Compress embeddings

Compressing Embeddings¶

Storing dense embeddings for later re-use, i.e. as an index to enable retrieval, requires significant amounts of storage, especially for large corpora. An easy way to alleviate this issue is to compress the embeddings by representing each embedding dimension with a lower number of bits, i.e. going from 32 bits to 8, which will consume four times less storage. While reducing storage consumption, however, embedding compression can lead to reduced performance. You can evaluate the performance of compressed embeddings for a model by using the CompressionWrapper class:

import mteb
from mteb.models import CompressionWrapper
from mteb.types import OutputDType

# define your task(s) and model above as normal
task = mteb.get_task("AILACasedocs")
model = mteb.get_model("intfloat/multilingual-e5-large-instruct")

# wrap the model with the compression wrapper
model_with_compression = CompressionWrapper(model, output_dtype=OutputDType.INT8)
# run as normal
results = mteb.evaluate(model_with_compression, tasks=[task])
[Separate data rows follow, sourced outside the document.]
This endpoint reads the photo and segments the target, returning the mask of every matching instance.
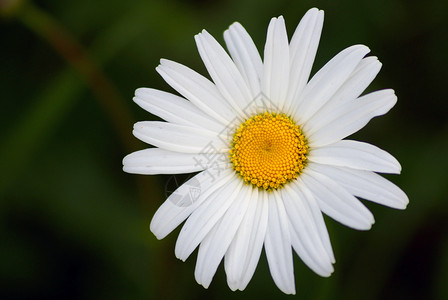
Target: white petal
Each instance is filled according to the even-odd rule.
[[[397,103],[393,90],[376,91],[315,115],[304,131],[313,147],[337,142],[363,128],[372,118],[387,113]]]
[[[140,107],[170,123],[207,128],[215,132],[223,130],[223,124],[216,122],[197,106],[171,93],[140,88],[133,99]]]
[[[333,248],[331,247],[330,236],[328,235],[327,226],[325,225],[322,211],[317,204],[316,199],[309,189],[303,184],[302,180],[298,178],[293,185],[294,191],[301,196],[301,199],[306,203],[313,215],[314,222],[319,232],[320,240],[325,247],[325,251],[330,257],[331,263],[335,263]]]
[[[282,16],[269,23],[264,48],[262,91],[270,100],[271,110],[281,111],[289,84],[289,45]]]
[[[398,160],[380,148],[363,142],[342,140],[313,149],[308,155],[312,162],[381,173],[401,172]]]
[[[363,199],[397,209],[405,209],[409,203],[399,187],[376,173],[321,164],[313,164],[312,168]]]
[[[232,291],[244,290],[260,259],[268,224],[267,196],[252,190],[251,201],[225,255],[224,268]]]
[[[195,269],[195,278],[199,284],[208,288],[216,269],[229,248],[241,220],[246,214],[252,187],[243,186],[240,193],[234,194],[234,200],[221,220],[213,227],[201,242]]]
[[[312,134],[316,131],[314,127],[320,128],[323,124],[336,120],[335,112],[338,112],[338,108],[358,98],[373,81],[380,69],[381,63],[374,56],[361,60],[347,81],[331,97],[328,103],[308,120],[304,130]]]
[[[289,47],[291,69],[284,111],[291,113],[293,103],[308,82],[319,45],[323,22],[324,12],[312,8],[303,16],[291,38]]]
[[[269,194],[268,228],[264,247],[269,271],[277,287],[285,294],[295,294],[291,237],[283,201],[277,191]]]
[[[208,169],[189,179],[159,207],[150,229],[160,240],[182,223],[211,193],[234,176],[230,170]]]
[[[204,170],[212,161],[201,154],[179,153],[159,148],[133,152],[123,159],[123,170],[133,174],[182,174]]]
[[[228,125],[236,117],[216,86],[204,76],[167,59],[161,59],[156,70],[169,85],[213,119]]]
[[[138,122],[132,133],[145,143],[174,152],[201,153],[210,149],[222,153],[229,147],[223,138],[211,131],[168,122]]]
[[[332,58],[306,85],[294,110],[300,123],[306,123],[336,93],[369,52],[363,45],[351,46]]]
[[[241,191],[242,180],[235,175],[211,194],[185,222],[177,238],[176,257],[185,261],[215,224],[222,218]]]
[[[250,87],[252,97],[260,92],[263,62],[252,38],[240,23],[233,23],[224,32],[224,40],[235,65]]]
[[[336,182],[313,171],[310,165],[300,178],[317,200],[322,212],[348,227],[370,229],[375,222],[372,213]]]
[[[301,191],[285,186],[282,199],[290,221],[292,246],[314,272],[328,277],[333,272],[332,257],[330,257],[320,239],[320,233],[314,221],[313,213],[304,200]],[[320,213],[320,212],[319,212]]]
[[[221,45],[205,30],[195,36],[199,54],[208,73],[228,103],[239,113],[252,101],[246,81]]]

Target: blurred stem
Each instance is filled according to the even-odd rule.
[[[123,99],[81,44],[61,24],[31,2],[24,3],[16,13],[27,28],[46,40],[81,75],[109,116],[123,148],[127,152],[135,150],[136,140],[129,134],[132,118],[123,105]]]

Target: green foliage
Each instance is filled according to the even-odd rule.
[[[399,102],[356,137],[399,159],[403,174],[389,178],[410,204],[367,203],[368,232],[327,218],[335,273],[320,278],[295,257],[298,297],[448,298],[442,0],[0,1],[0,298],[286,298],[264,257],[244,292],[228,289],[222,267],[208,290],[196,284],[194,257],[174,256],[177,232],[157,241],[148,228],[168,177],[122,172],[121,159],[145,147],[122,132],[154,118],[132,102],[136,88],[171,91],[160,58],[206,74],[193,40],[203,28],[222,42],[239,21],[261,50],[271,17],[283,14],[291,34],[313,6],[326,15],[314,70],[356,43],[384,63],[369,90],[392,87]]]

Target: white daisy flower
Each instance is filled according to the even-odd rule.
[[[175,254],[199,246],[195,277],[207,288],[224,258],[232,290],[249,283],[264,245],[280,290],[295,293],[292,249],[321,276],[335,258],[322,212],[358,230],[374,223],[360,197],[404,209],[405,193],[380,173],[401,171],[387,152],[346,140],[397,101],[393,90],[360,96],[381,68],[351,46],[309,81],[324,13],[310,9],[290,42],[283,17],[269,24],[262,61],[239,24],[224,32],[230,55],[205,30],[195,36],[213,81],[162,59],[159,74],[183,97],[140,88],[134,101],[166,122],[138,122],[154,145],[123,160],[137,174],[200,172],[162,204],[151,231],[164,238],[185,220]]]

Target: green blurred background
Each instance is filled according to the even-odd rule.
[[[301,299],[448,299],[448,6],[400,1],[15,1],[0,0],[0,299],[292,298],[270,278],[264,254],[244,292],[222,266],[208,290],[195,254],[174,256],[149,222],[170,176],[122,172],[146,146],[132,124],[155,119],[132,102],[136,88],[172,91],[160,58],[205,68],[193,36],[220,42],[238,20],[263,49],[271,17],[289,34],[308,8],[325,10],[315,72],[362,43],[383,69],[369,91],[399,101],[355,138],[402,163],[388,176],[409,196],[405,211],[372,203],[368,232],[326,218],[336,265],[320,278],[295,256]]]

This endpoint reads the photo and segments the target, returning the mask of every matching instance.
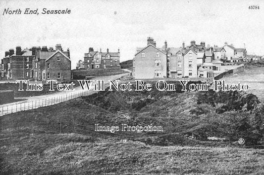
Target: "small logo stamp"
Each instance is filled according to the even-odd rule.
[[[240,144],[243,144],[244,143],[245,143],[245,139],[243,138],[240,138],[238,140],[238,143]]]

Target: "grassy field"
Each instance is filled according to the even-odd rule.
[[[262,175],[264,151],[147,146],[68,134],[1,136],[1,175]]]
[[[263,174],[263,150],[247,146],[264,144],[252,105],[257,99],[250,97],[178,89],[106,91],[4,115],[0,174]],[[78,123],[90,131],[97,123],[153,124],[164,131],[84,135],[74,131]],[[240,138],[247,146],[238,144]]]

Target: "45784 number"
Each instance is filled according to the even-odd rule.
[[[249,9],[260,9],[260,6],[259,5],[251,5],[251,6],[249,6]]]

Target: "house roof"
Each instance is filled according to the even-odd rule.
[[[205,52],[197,52],[197,58],[204,58]]]
[[[255,57],[255,56],[253,55],[246,55],[245,56],[245,58],[254,58]]]
[[[29,49],[25,49],[22,53],[22,56],[32,56],[32,51]]]
[[[236,50],[237,52],[244,52],[245,49],[243,48],[237,48]]]
[[[172,55],[175,55],[179,50],[180,50],[180,47],[169,47],[167,49],[167,52],[171,53]]]
[[[212,60],[212,64],[224,64],[222,61],[220,60]]]
[[[212,63],[203,63],[203,66],[215,66]]]
[[[144,50],[146,49],[147,48],[150,47],[150,46],[152,46],[153,47],[154,47],[155,49],[157,49],[159,51],[161,52],[161,53],[163,53],[163,54],[164,54],[165,55],[166,55],[166,53],[164,53],[164,52],[162,52],[162,51],[161,51],[160,49],[158,49],[158,48],[157,48],[156,47],[154,46],[154,45],[152,45],[152,44],[150,44],[148,46],[147,46],[146,47],[145,47],[145,48],[144,48],[143,49],[142,49],[141,50],[138,51],[136,54],[135,54],[135,56],[137,55],[137,54],[138,54],[139,53],[140,53],[140,52],[141,52],[142,51],[143,51]]]
[[[47,61],[48,60],[49,60],[49,59],[50,59],[51,58],[52,58],[52,57],[53,57],[54,55],[55,55],[58,52],[59,52],[63,56],[64,56],[64,57],[66,57],[66,58],[67,58],[69,60],[70,60],[70,61],[71,61],[71,60],[69,58],[69,57],[68,57],[67,56],[66,56],[62,52],[61,52],[60,50],[57,50],[56,52],[52,52],[53,53],[53,55],[52,55],[48,59],[46,60],[45,62]]]

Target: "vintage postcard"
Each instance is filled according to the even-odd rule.
[[[264,174],[264,2],[0,1],[0,175]]]

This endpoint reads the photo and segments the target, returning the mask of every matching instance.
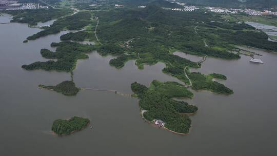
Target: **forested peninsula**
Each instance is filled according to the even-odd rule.
[[[157,83],[160,83],[154,81],[151,85],[157,86]],[[145,112],[142,115],[151,123],[153,123],[154,120],[164,121],[164,127],[172,131],[184,134],[188,133],[191,120],[187,114],[195,113],[198,107],[184,102],[175,101],[171,98],[190,97],[192,93],[186,88],[180,89],[183,90],[182,95],[180,95],[180,93],[171,92],[176,87],[181,87],[168,86],[172,82],[165,83],[167,86],[164,88],[155,89],[152,87],[150,89],[137,82],[132,84],[132,90],[137,95],[140,107]],[[175,85],[181,85],[177,83]]]
[[[42,56],[49,61],[24,65],[22,68],[65,71],[73,76],[77,60],[88,59],[87,54],[94,51],[102,56],[115,56],[109,64],[118,69],[129,60],[134,60],[140,69],[143,69],[144,65],[163,63],[165,65],[163,72],[184,84],[154,80],[149,87],[134,83],[131,89],[135,96],[140,99],[139,105],[145,111],[143,116],[147,121],[152,122],[153,120],[162,120],[165,122],[165,127],[182,134],[187,133],[191,127],[191,121],[188,114],[194,113],[198,107],[172,98],[193,98],[193,94],[189,88],[225,95],[234,91],[215,81],[216,79],[226,80],[226,76],[191,72],[191,68],[201,68],[202,62],[181,57],[174,55],[174,52],[181,51],[204,58],[236,60],[240,58],[240,53],[234,50],[236,46],[277,50],[277,44],[268,41],[266,34],[243,22],[228,21],[204,9],[174,11],[172,7],[176,7],[176,4],[165,1],[151,2],[144,8],[137,6],[110,8],[107,6],[94,7],[82,3],[75,4],[73,7],[81,11],[68,14],[70,11],[66,9],[53,9],[53,12],[58,12],[55,14],[56,16],[50,13],[46,17],[41,17],[40,12],[30,11],[27,13],[27,15],[32,13],[30,18],[32,18],[30,23],[27,23],[29,25],[57,19],[49,27],[28,37],[25,42],[62,30],[74,31],[61,36],[61,42],[51,44],[51,47],[56,47],[55,52],[41,49]],[[15,22],[27,22],[24,13],[18,11],[14,14]],[[94,41],[96,44],[78,43],[84,41]],[[76,95],[80,90],[73,80],[55,86],[39,87],[66,95]]]

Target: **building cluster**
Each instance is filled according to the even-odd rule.
[[[214,8],[207,7],[205,8],[207,9],[210,10],[210,11],[217,13],[237,13],[238,9],[228,9],[225,8]]]
[[[272,12],[269,10],[264,10],[263,11],[256,11],[253,9],[225,9],[222,8],[214,8],[208,7],[205,8],[209,9],[210,11],[217,13],[238,13],[239,12],[244,12],[249,15],[259,16],[262,15],[277,15],[277,12]]]
[[[184,6],[184,8],[173,8],[173,11],[193,11],[199,8],[194,6]]]
[[[137,7],[137,8],[146,8],[146,6],[141,6]]]
[[[114,5],[114,6],[115,7],[123,7],[123,5],[119,5],[119,4],[115,4],[115,5]]]
[[[39,4],[36,4],[33,3],[26,3],[23,4],[15,4],[10,5],[10,6],[13,6],[15,7],[7,9],[9,10],[25,10],[25,9],[48,9],[48,7],[43,5],[41,5]]]
[[[158,126],[160,127],[164,127],[165,123],[161,120],[155,120],[155,125]]]

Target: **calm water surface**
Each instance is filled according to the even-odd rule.
[[[0,17],[0,23],[7,18]],[[51,43],[67,33],[23,43],[39,31],[25,24],[0,25],[1,155],[276,155],[277,54],[259,51],[264,64],[251,63],[245,56],[233,61],[207,58],[196,71],[226,75],[228,79],[222,83],[234,93],[194,91],[194,98],[188,101],[200,110],[191,116],[189,134],[180,136],[145,123],[135,98],[88,90],[68,97],[37,88],[70,79],[65,72],[21,69],[46,60],[40,49],[54,50]],[[147,86],[154,79],[179,82],[162,72],[162,63],[141,70],[131,61],[116,69],[109,65],[112,56],[94,52],[89,57],[78,61],[74,71],[79,87],[130,93],[135,81]],[[89,118],[93,129],[65,137],[51,132],[54,120],[74,115]]]

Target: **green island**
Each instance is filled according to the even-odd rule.
[[[166,87],[168,90],[153,90],[136,82],[131,85],[132,90],[140,99],[140,107],[145,110],[142,114],[143,118],[151,123],[155,119],[161,120],[165,122],[165,128],[185,134],[189,132],[191,124],[188,114],[195,113],[198,107],[169,98],[174,98],[176,95],[170,92],[176,86],[171,85]],[[176,96],[178,98],[179,95]]]
[[[244,22],[255,18],[251,16],[215,13],[206,11],[201,6],[199,6],[200,9],[195,11],[174,11],[172,9],[178,8],[180,5],[163,0],[150,1],[147,2],[145,8],[137,8],[137,6],[146,3],[145,1],[130,0],[131,3],[119,1],[129,6],[122,8],[113,7],[114,2],[97,1],[99,5],[91,6],[94,4],[91,2],[58,2],[67,7],[80,10],[73,14],[66,13],[72,11],[68,8],[44,11],[58,11],[58,13],[55,14],[56,16],[50,13],[42,17],[41,12],[32,12],[32,14],[29,16],[31,20],[28,21],[30,23],[27,23],[30,25],[35,25],[37,22],[49,19],[57,19],[50,26],[44,27],[41,32],[28,37],[24,42],[56,34],[62,30],[78,31],[62,35],[60,43],[52,43],[51,46],[57,48],[55,52],[41,49],[43,57],[54,60],[24,65],[22,68],[72,73],[77,60],[88,58],[86,54],[93,51],[97,51],[102,56],[116,56],[110,61],[109,64],[118,69],[130,60],[135,60],[136,65],[140,69],[143,69],[144,65],[163,63],[166,66],[163,72],[178,79],[185,85],[154,80],[149,88],[134,83],[131,85],[131,89],[135,94],[133,96],[140,99],[140,107],[144,111],[142,113],[143,118],[150,122],[155,119],[161,120],[166,123],[164,127],[176,133],[188,133],[191,121],[188,115],[194,113],[198,107],[172,98],[192,99],[193,94],[188,88],[226,95],[232,94],[233,91],[214,81],[214,79],[226,80],[226,76],[218,73],[204,75],[191,72],[190,68],[201,68],[202,62],[191,61],[174,55],[174,52],[181,51],[205,58],[207,56],[235,60],[239,59],[241,54],[236,50],[237,46],[277,50],[277,44],[268,41],[266,34],[256,31],[254,27],[245,23]],[[192,4],[197,3],[195,1],[190,2]],[[20,20],[27,18],[31,13],[21,11],[22,12],[18,11],[19,13],[14,13],[14,20],[26,23]],[[16,16],[18,17],[16,17]],[[251,20],[260,20],[263,23],[276,25],[275,17],[256,18],[259,19]],[[95,41],[96,44],[92,46],[77,42],[84,41]],[[56,86],[39,87],[67,95],[75,95],[80,90],[73,80],[62,82]]]
[[[67,96],[75,95],[81,90],[80,88],[76,87],[75,83],[72,81],[64,81],[56,85],[55,86],[39,85],[38,85],[38,87],[54,90]]]
[[[192,99],[193,94],[185,86],[175,82],[162,83],[154,80],[150,84],[150,90],[155,90],[168,98],[183,98]]]
[[[89,124],[88,119],[74,116],[70,119],[56,120],[52,125],[52,130],[58,135],[67,135],[82,130]]]
[[[190,79],[192,86],[191,88],[195,90],[207,90],[214,93],[224,94],[231,94],[233,93],[232,90],[226,87],[224,85],[216,81],[213,81],[212,79],[225,80],[227,79],[223,75],[209,74],[205,75],[200,72],[191,72],[188,74]],[[220,75],[219,76],[219,75]]]
[[[90,24],[91,14],[89,12],[80,12],[72,15],[60,18],[50,27],[27,38],[34,40],[49,34],[56,34],[63,30],[80,30]]]
[[[92,32],[80,31],[76,32],[69,32],[60,37],[62,41],[95,41],[95,35]]]
[[[57,47],[55,52],[42,49],[41,54],[45,58],[56,59],[56,61],[36,62],[30,65],[24,65],[22,68],[29,70],[41,69],[70,72],[75,68],[78,59],[88,59],[88,56],[86,54],[95,50],[92,46],[69,41],[52,43],[51,46]]]
[[[73,10],[68,8],[55,9],[50,8],[49,9],[5,10],[4,12],[13,16],[11,22],[36,26],[38,22],[44,23],[72,13]]]

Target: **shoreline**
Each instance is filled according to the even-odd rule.
[[[86,126],[83,127],[81,129],[79,130],[74,130],[74,131],[72,131],[72,132],[70,132],[70,133],[69,134],[62,134],[62,135],[59,135],[57,133],[56,133],[54,131],[53,131],[53,130],[51,130],[51,131],[52,132],[52,133],[53,133],[54,134],[58,136],[67,136],[67,135],[71,135],[75,132],[78,132],[78,131],[81,131],[84,129],[85,129],[85,128],[86,128],[88,125],[89,125],[90,124],[90,122],[86,125]]]
[[[180,133],[180,132],[175,132],[174,131],[173,131],[172,130],[170,130],[166,127],[165,127],[165,126],[163,126],[162,127],[159,127],[159,126],[157,126],[156,125],[155,125],[155,124],[152,122],[151,122],[149,120],[146,120],[145,118],[144,118],[144,116],[143,116],[143,113],[147,112],[147,110],[143,110],[143,109],[142,109],[141,108],[140,108],[140,114],[141,114],[141,117],[146,122],[147,122],[147,123],[148,124],[150,124],[152,125],[153,125],[154,127],[157,127],[157,128],[163,128],[163,129],[164,129],[167,131],[169,131],[170,132],[171,132],[174,134],[179,134],[179,135],[188,135],[189,133],[189,132],[190,131],[190,129],[191,129],[191,126],[189,128],[189,131],[188,132],[186,133]],[[187,115],[193,115],[193,114],[195,114],[195,113],[182,113],[182,114],[187,114]]]

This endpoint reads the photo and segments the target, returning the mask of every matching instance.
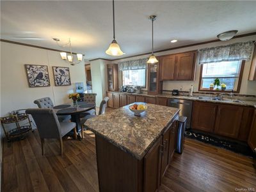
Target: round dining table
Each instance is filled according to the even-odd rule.
[[[71,115],[71,121],[76,122],[76,131],[78,138],[81,138],[80,133],[81,131],[80,116],[81,114],[86,112],[92,109],[95,109],[96,105],[93,103],[85,101],[78,101],[77,107],[74,107],[73,103],[65,103],[56,105],[53,107],[57,115]]]

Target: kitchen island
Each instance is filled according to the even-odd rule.
[[[95,134],[100,191],[156,191],[175,151],[179,109],[147,104],[141,117],[129,106],[90,119]]]

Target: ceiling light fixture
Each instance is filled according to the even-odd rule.
[[[148,61],[147,61],[147,63],[157,63],[158,61],[156,59],[155,55],[154,55],[154,21],[156,19],[156,15],[150,15],[149,16],[148,18],[150,20],[152,21],[152,54],[151,56],[149,57]]]
[[[106,51],[106,53],[108,55],[112,56],[119,56],[125,54],[120,48],[118,44],[117,43],[116,40],[115,40],[115,4],[114,0],[113,0],[113,40],[109,45],[109,47]]]
[[[60,53],[62,60],[64,60],[65,61],[66,61],[68,64],[71,64],[72,66],[74,66],[75,64],[77,64],[83,61],[83,54],[77,54],[76,56],[77,57],[78,61],[77,61],[77,62],[74,61],[74,57],[73,57],[72,52],[70,38],[68,38],[68,43],[64,45],[60,45],[59,44],[59,43],[58,43],[60,41],[59,38],[52,38],[52,40],[54,40],[56,42],[57,45],[60,47],[69,47],[70,52],[68,52],[68,54],[67,54],[67,52],[65,52]]]
[[[236,35],[236,34],[237,34],[237,30],[225,31],[217,35],[217,37],[221,41],[227,41],[234,38],[234,36]]]

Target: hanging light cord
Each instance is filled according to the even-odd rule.
[[[113,0],[113,37],[114,40],[116,38],[116,35],[115,33],[115,5],[114,5],[114,0]]]

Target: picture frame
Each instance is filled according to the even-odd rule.
[[[55,86],[71,85],[69,68],[52,66],[52,73]]]
[[[51,86],[47,65],[25,64],[25,70],[29,87]]]

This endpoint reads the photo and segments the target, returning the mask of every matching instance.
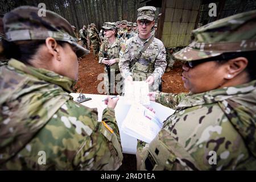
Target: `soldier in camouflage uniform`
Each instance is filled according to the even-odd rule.
[[[139,31],[137,29],[138,24],[137,23],[133,23],[133,31],[135,34],[138,34]]]
[[[119,28],[117,34],[118,35],[118,39],[120,39],[123,36],[123,34],[127,32],[127,20],[122,20],[121,22],[122,27]]]
[[[120,41],[115,36],[117,35],[117,27],[113,23],[108,23],[102,27],[106,39],[101,46],[99,63],[105,67],[105,93],[108,94],[120,94],[122,92],[122,79],[119,69],[119,52]],[[118,77],[119,76],[119,77]]]
[[[104,26],[106,26],[106,24],[109,23],[110,22],[104,22]],[[98,35],[100,36],[100,39],[101,39],[101,43],[106,39],[104,38],[104,34],[103,32],[103,29],[101,28],[101,30],[100,31],[100,34]]]
[[[176,52],[175,47],[166,48],[166,61],[167,61],[167,66],[166,67],[166,72],[168,72],[172,68],[176,59],[174,57],[173,53]]]
[[[151,30],[151,34],[153,35],[154,36],[156,36],[156,30],[158,29],[158,24],[155,23],[155,26],[154,26],[154,28]]]
[[[256,169],[256,11],[192,31],[174,55],[185,62],[188,94],[150,93],[176,110],[150,143],[139,142],[138,169]]]
[[[167,64],[163,43],[150,34],[154,25],[155,10],[153,6],[138,9],[139,34],[121,46],[119,62],[120,71],[126,81],[146,81],[150,85],[151,90],[158,90]],[[145,45],[149,43],[146,51],[139,56]]]
[[[125,43],[125,42],[127,40],[135,36],[136,34],[134,34],[134,32],[133,31],[133,30],[131,30],[132,26],[133,26],[132,22],[129,22],[127,23],[127,32],[126,32],[123,34],[123,35],[122,36],[123,40],[120,40],[122,42]]]
[[[90,45],[91,45],[91,42],[90,42],[90,38],[89,37],[89,35],[90,35],[90,24],[88,24],[87,26],[87,44],[88,45],[88,50],[89,50],[90,49]]]
[[[96,111],[73,101],[77,57],[89,51],[77,43],[68,21],[48,10],[39,17],[39,10],[22,6],[3,18],[8,42],[40,44],[27,50],[32,59],[13,52],[22,61],[12,59],[0,68],[0,168],[117,169],[123,158],[117,101],[109,98],[102,122]]]
[[[92,23],[90,24],[90,26],[92,27],[90,28],[89,37],[90,38],[90,42],[93,46],[93,53],[97,57],[98,51],[100,51],[100,43],[101,40],[100,39],[100,36],[98,36],[98,32],[96,28],[96,26],[95,24]],[[97,58],[97,59],[98,59],[98,58]]]
[[[121,28],[122,27],[121,22],[119,21],[117,21],[117,32],[118,32]]]
[[[82,41],[82,46],[89,49],[88,44],[87,42],[88,32],[86,30],[86,26],[84,25],[82,28],[79,30],[79,34],[80,35],[80,39]]]

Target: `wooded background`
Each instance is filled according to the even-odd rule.
[[[104,22],[122,20],[135,22],[137,9],[145,6],[139,0],[0,0],[0,14],[22,5],[38,7],[57,13],[77,29],[94,23],[101,27]]]

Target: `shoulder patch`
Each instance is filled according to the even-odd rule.
[[[122,44],[121,46],[121,51],[123,52],[126,52],[127,51],[128,51],[127,46],[126,45],[125,45],[125,44]]]

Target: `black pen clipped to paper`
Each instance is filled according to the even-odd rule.
[[[114,97],[111,97],[111,98],[115,98],[115,97],[117,97],[117,96],[114,96]],[[108,101],[109,99],[108,98],[106,98],[105,99],[104,99],[102,101]]]

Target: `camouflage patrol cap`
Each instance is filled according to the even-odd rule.
[[[153,21],[155,19],[155,13],[156,9],[154,6],[143,6],[139,8],[138,11],[137,20],[147,19]]]
[[[133,26],[133,22],[128,22],[127,23],[127,26],[128,27],[131,27],[131,26]]]
[[[75,48],[77,57],[90,52],[77,43],[71,25],[65,19],[49,10],[46,10],[46,16],[39,16],[39,10],[24,6],[6,13],[3,22],[7,40],[44,40],[52,37],[69,43]]]
[[[115,22],[110,22],[111,23],[114,24],[115,26],[115,28],[117,28],[117,23]]]
[[[127,24],[127,20],[122,20],[121,24],[125,23]]]
[[[113,23],[108,22],[106,24],[102,27],[102,29],[110,30],[110,29],[116,29],[117,26]]]
[[[192,61],[225,52],[256,50],[256,10],[210,23],[192,32],[192,43],[174,54],[176,59]]]

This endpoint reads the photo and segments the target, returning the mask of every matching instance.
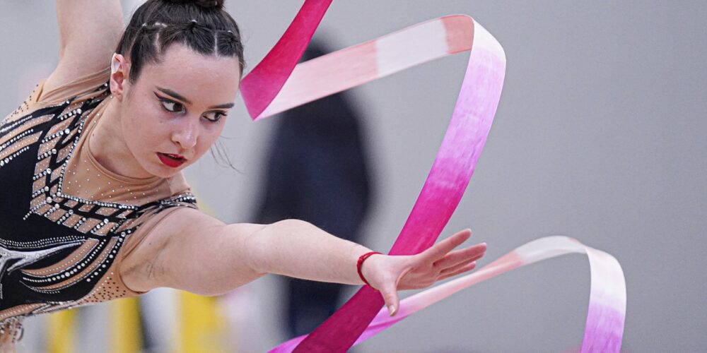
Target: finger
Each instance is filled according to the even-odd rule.
[[[440,260],[438,260],[437,262],[435,263],[434,265],[437,268],[444,269],[450,266],[456,265],[460,263],[468,263],[469,259],[472,258],[477,256],[480,258],[486,252],[486,243],[481,243],[468,248],[455,250],[448,253]]]
[[[457,269],[455,271],[450,272],[450,273],[446,273],[446,274],[445,274],[445,275],[443,275],[442,276],[440,276],[440,277],[437,280],[440,281],[442,280],[446,280],[446,279],[448,279],[448,278],[449,278],[450,277],[454,277],[454,276],[456,276],[457,275],[460,275],[460,274],[464,273],[465,272],[468,272],[468,271],[470,271],[472,270],[474,270],[474,268],[476,268],[476,267],[477,267],[477,262],[476,261],[472,261],[472,262],[471,262],[469,263],[467,263],[467,264],[462,266],[461,268]]]
[[[440,275],[446,275],[446,274],[450,273],[451,272],[456,271],[459,268],[461,268],[464,267],[465,265],[468,265],[468,264],[469,264],[469,263],[471,263],[472,262],[474,262],[474,261],[479,260],[479,258],[481,258],[483,256],[484,256],[484,254],[479,254],[479,255],[477,255],[476,256],[472,256],[471,258],[465,259],[464,261],[460,261],[459,263],[455,263],[454,265],[450,265],[450,266],[447,266],[445,268],[442,268],[440,270],[439,274],[440,274]]]
[[[437,243],[432,246],[430,249],[421,253],[422,257],[426,260],[436,261],[441,258],[443,256],[450,252],[454,248],[459,246],[460,244],[466,241],[469,237],[472,236],[471,229],[464,229],[461,232],[458,232],[449,238],[447,238],[439,243]]]
[[[383,288],[380,290],[380,295],[383,297],[385,301],[385,306],[388,309],[388,314],[391,316],[397,313],[398,306],[400,305],[400,299],[398,299],[397,289],[395,283],[387,282],[383,285]]]

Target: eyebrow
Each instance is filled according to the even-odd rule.
[[[177,100],[181,100],[182,102],[184,102],[185,103],[187,103],[187,104],[192,104],[192,101],[187,100],[187,98],[185,98],[184,96],[182,96],[182,95],[180,95],[179,93],[177,93],[177,92],[175,92],[175,91],[169,89],[169,88],[163,88],[161,87],[158,87],[157,89],[158,90],[160,90],[160,92],[162,92],[163,93],[171,95],[173,97],[177,98]],[[235,105],[235,104],[234,104],[233,103],[226,103],[226,104],[223,104],[214,105],[214,106],[209,107],[209,109],[230,109],[230,108],[233,108],[234,105]]]

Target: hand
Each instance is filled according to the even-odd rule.
[[[380,291],[392,316],[399,304],[398,290],[425,288],[476,267],[486,243],[452,251],[471,235],[471,230],[462,230],[416,255],[373,255],[363,262],[361,273],[373,289]]]

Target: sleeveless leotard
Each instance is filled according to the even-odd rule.
[[[196,207],[181,174],[128,178],[94,158],[109,73],[40,83],[0,123],[0,337],[28,316],[140,294],[122,259],[168,214]]]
The output_dtype parameter determines the value range to which embeddings are compressed. Consult the OutputDType class for a full overview of valid compression levels.

Threshold Estimation¶

How it works¶

When compressing to integer output types, i.e. int8, floating point numbers are mapped to discrete integer values. This requires estimating thresholds to determine which range of floats is mapped to a specific integer. For this, the wrapper calculates the minimum and maximum values per embedding dimension, then divides the value range in between into 2^x equal parts, with x being the number of bits to compress to, i.e. 8.

Clipping embeddings¶

Naturally, the process described above is prone to outliers, i.e. maximum and minimum values that rarely occur and are far outside the usual value range. As a result, the integer distribution of the compressed embeddings can be highly imbalanced. To ensure a better value distribution, the top and bottom x percentile of embedding values can be clipped:

import mteb
from mteb.models import CompressionWrapper
from mteb.types import OutputDType

model = mteb.get_model("intfloat/multilingual-e5-large-instruct")
model_with_compression = CompressionWrapper(model, output_dtype=OutputDType.INT8, clipping_margin=(0.025, 0.975))